In view of the non-equilibrium nature of the growth process and the amorphous surface structure of these thin film amorphous semiconductors, prior to the present invention it was not known whether contiguous layers of different composition, a small number of atomic layers thick, can be deposited with long range ordering, that is over lateral distances large relative to the layer thickness, and as a result act as X-ray mirrors. Furthermore, if an amorphous superlattice material could be fabricated it is not known what the nature of the physical properties of this material would be. For example one of the most basic properties of a material namely the electronic energy level positions, can be calculated for crystalline semiconductors in terms of band theory which relies on the nearly perfect periodicity of the crystalline structure. In this case, the material properties can in principle be determined from the relevant electronic states and the band structure.
However, in amorphous materials the electronic energy levels cannot be calculated from the theory in the usual way because of the absence of long range periodicity. Although various alternative approaches have been tried with varying degrees of success, generally the theoretical work has at best succeeded only in describing known properties, without successfully predicting novel properties. Thus, it is not known how to predict the physical and chemical properties of an amorphous semiconductor material in which a periodic potential due to the superlattice structure is imposed in addition to the random atomic potentials of the underlying amorphous network.
The present invention is an X-ray mirror for larger than grazing incidence X-rays made from artificially produced multi-layers. Early attempts to make such X-ray mirrors, based on Bragg reflection from synthetic multi-layer materials, focused on materials in which one of the alternating layers is a high atomic number material such as tungsten and the other layer is a low atomic number material such as Carbon (see for example, T. W. Barbee, Am. Inst. of Phys. Conf. Proc. No. 75, "Low Energy X-ray Diagnostics", ed. D. T. Attwood and B. L. Henke, 1981). The idea is that alternating high atomic number/low atomic number layers will maximize the contrast in optical properties between the layers and hence maximizing the reflectivity for a given number of alternating layers.

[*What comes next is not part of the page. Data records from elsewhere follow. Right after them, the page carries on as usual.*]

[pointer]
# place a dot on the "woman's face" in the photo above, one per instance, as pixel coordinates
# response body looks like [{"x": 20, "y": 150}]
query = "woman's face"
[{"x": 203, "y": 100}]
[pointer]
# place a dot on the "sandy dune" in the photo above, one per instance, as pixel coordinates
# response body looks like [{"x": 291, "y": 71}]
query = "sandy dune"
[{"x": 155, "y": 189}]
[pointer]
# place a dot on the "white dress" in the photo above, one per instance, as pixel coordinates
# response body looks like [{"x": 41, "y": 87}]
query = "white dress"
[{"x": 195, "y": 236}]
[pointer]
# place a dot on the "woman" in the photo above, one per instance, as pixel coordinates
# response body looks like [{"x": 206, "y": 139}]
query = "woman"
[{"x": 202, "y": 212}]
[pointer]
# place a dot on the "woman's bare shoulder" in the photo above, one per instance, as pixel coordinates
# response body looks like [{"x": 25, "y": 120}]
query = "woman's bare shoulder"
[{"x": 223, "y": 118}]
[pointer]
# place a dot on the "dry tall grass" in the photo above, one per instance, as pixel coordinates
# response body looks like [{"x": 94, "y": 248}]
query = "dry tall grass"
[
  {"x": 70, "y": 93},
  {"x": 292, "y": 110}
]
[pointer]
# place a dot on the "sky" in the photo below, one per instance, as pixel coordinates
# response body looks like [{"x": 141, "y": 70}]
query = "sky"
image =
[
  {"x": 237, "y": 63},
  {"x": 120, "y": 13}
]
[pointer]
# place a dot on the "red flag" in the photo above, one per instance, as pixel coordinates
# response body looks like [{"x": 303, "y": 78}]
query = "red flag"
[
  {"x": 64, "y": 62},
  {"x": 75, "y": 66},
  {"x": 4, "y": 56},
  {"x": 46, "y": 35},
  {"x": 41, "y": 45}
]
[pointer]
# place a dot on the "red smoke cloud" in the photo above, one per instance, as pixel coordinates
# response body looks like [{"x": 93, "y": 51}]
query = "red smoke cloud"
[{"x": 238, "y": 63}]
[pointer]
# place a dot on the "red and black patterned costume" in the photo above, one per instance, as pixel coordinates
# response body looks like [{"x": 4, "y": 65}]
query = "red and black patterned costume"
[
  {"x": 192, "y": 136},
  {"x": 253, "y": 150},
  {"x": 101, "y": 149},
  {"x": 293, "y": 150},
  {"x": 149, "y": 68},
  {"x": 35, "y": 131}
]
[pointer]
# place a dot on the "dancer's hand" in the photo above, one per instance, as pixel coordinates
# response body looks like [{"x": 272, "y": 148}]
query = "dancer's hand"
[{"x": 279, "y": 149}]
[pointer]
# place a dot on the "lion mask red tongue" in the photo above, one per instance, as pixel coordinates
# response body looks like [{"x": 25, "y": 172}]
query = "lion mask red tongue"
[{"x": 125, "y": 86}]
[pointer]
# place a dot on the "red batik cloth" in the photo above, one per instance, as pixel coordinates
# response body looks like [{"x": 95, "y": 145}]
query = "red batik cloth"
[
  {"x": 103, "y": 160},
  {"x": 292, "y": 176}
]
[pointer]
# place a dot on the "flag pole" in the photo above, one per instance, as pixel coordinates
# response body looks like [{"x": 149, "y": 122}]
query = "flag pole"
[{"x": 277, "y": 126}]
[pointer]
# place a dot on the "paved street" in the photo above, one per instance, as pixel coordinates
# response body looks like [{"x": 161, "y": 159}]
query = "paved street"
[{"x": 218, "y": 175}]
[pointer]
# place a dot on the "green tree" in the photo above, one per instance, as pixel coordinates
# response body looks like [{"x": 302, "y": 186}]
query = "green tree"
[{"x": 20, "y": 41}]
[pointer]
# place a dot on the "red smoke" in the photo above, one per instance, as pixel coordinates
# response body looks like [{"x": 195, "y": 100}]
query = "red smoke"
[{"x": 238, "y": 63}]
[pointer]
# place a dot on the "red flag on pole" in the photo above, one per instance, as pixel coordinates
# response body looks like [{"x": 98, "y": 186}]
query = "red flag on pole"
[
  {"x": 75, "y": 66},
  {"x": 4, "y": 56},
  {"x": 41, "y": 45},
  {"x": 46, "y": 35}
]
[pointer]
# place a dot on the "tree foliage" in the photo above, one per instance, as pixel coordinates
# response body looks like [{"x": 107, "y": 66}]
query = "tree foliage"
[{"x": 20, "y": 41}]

However at wavelengths around the carbon, nitrogen and oxygen K shell absorption edges mirrors with alternating layers of Si/SiC, Si/SiN or Si/SiO.sub.2 can have high optical contrast and because of the smooth quality of the plasma CVD deposited films will make excellent mirrors. As pointed out by R. P. Haelbich, A. Segmuller and E. Spiller (Appl. Phys. Lett. 34 184 (1979)) the smoothness of the layers can be as important as the optical contrast between the layers for good specular X-ray reflectivity.
One of the uses of the mirrors described in the present invention is in the optical system of X-ray lasers.